Budzinski, M. L., Sokn, C., Gobbini, R., Ugo, B., Antunica-Noguerol, M., Senin, S., et al. (2022). Tricyclic antidepressants target FKBP51 SUMOylation to restore glucocorticoid receptor activity. MOLECULAR PSYCHIATRY. doi:10.1038/s41380-022-01491-0.

Cite as: https://hdl.handle.net/21.11116/0000-000A-3BDF-A

Abstract

FKBP51 is an important inhibitor of the glucocorticoid receptor (GR) signaling. High FKBP51 levels are associated to stress-related disorders, which are linked to GR resistance. SUMO conjugation to FKBP51 is necessary for FKBP51's inhibitory action on GR. The GR/FKBP51 pathway is target of antidepressant action. Thus we investigated if these drugs could inhibit FKBP51 SUMOylation and therefore restore GR activity. Screening cells using Ni2+ affinity and in vitro SUMOylation assays revealed that tricyclic antidepressants- particularly clomipramine- inhibited FKBP51 SUMOylation. Our data show that clomipramine binds to FKBP51 inhibiting its interaction with PIAS4 and therefore hindering its SUMOylation. The inhibition of FKBP51 SUMOylation decreased its binding to Hsp90 and GR facilitating FKBP52 recruitment, and enhancing GR activity.

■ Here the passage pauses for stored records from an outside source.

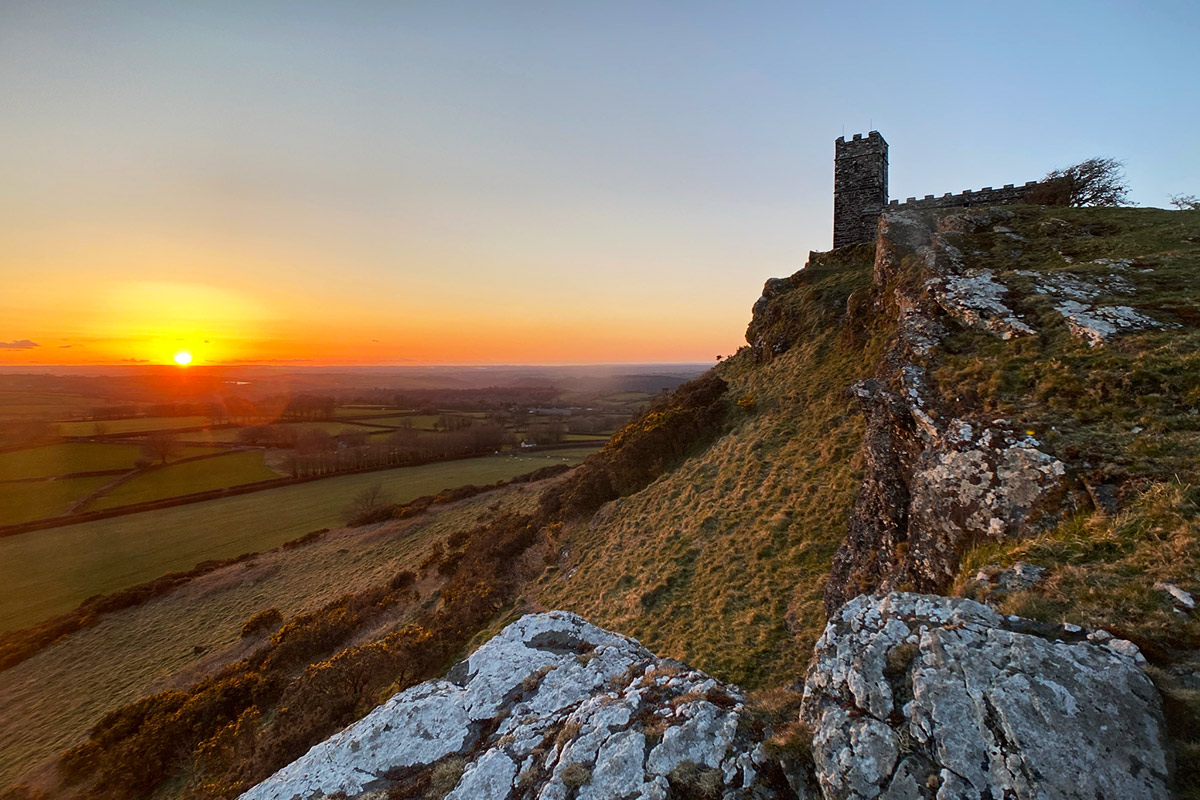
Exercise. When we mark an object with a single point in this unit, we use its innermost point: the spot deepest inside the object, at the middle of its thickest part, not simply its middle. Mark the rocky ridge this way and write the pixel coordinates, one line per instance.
(941, 480)
(907, 696)
(551, 708)
(919, 696)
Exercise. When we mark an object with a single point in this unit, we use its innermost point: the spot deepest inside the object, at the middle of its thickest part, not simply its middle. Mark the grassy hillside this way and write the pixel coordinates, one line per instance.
(720, 561)
(707, 527)
(47, 572)
(48, 702)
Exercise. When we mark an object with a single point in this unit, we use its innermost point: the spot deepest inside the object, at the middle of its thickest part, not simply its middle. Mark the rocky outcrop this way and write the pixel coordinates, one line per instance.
(937, 481)
(907, 696)
(917, 696)
(551, 708)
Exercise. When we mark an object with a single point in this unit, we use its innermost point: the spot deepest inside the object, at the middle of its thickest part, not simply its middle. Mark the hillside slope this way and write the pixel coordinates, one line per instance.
(981, 386)
(1002, 403)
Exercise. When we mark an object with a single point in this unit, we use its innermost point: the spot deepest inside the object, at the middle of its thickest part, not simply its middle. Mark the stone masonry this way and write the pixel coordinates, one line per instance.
(861, 190)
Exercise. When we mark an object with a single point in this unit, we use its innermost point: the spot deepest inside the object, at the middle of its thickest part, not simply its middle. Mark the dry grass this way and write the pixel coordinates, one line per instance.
(721, 561)
(1102, 570)
(48, 702)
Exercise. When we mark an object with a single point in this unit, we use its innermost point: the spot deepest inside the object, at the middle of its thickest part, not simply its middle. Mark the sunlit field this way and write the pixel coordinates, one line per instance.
(47, 572)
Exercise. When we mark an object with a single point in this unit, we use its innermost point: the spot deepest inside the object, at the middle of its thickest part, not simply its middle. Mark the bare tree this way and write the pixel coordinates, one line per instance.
(161, 445)
(1096, 181)
(1186, 202)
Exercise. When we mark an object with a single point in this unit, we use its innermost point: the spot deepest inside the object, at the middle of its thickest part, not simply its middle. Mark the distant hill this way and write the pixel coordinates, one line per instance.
(995, 403)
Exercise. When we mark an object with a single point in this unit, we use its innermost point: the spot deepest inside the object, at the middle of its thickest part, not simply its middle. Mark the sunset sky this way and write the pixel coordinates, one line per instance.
(515, 182)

Reduction of PIAS4 expression in rat primary astrocytes impaired FKBP51 interaction with GR, while clomipramine could no longer exert its inhibitory action. This mechanism was verified in vivo in mice treated with clomipramine. These results describe the action of antidepressants as repressors of FKBP51 SUMOylation as a molecular switch for restoring GR sensitivity, thereby providing new potential routes of antidepressant intervention.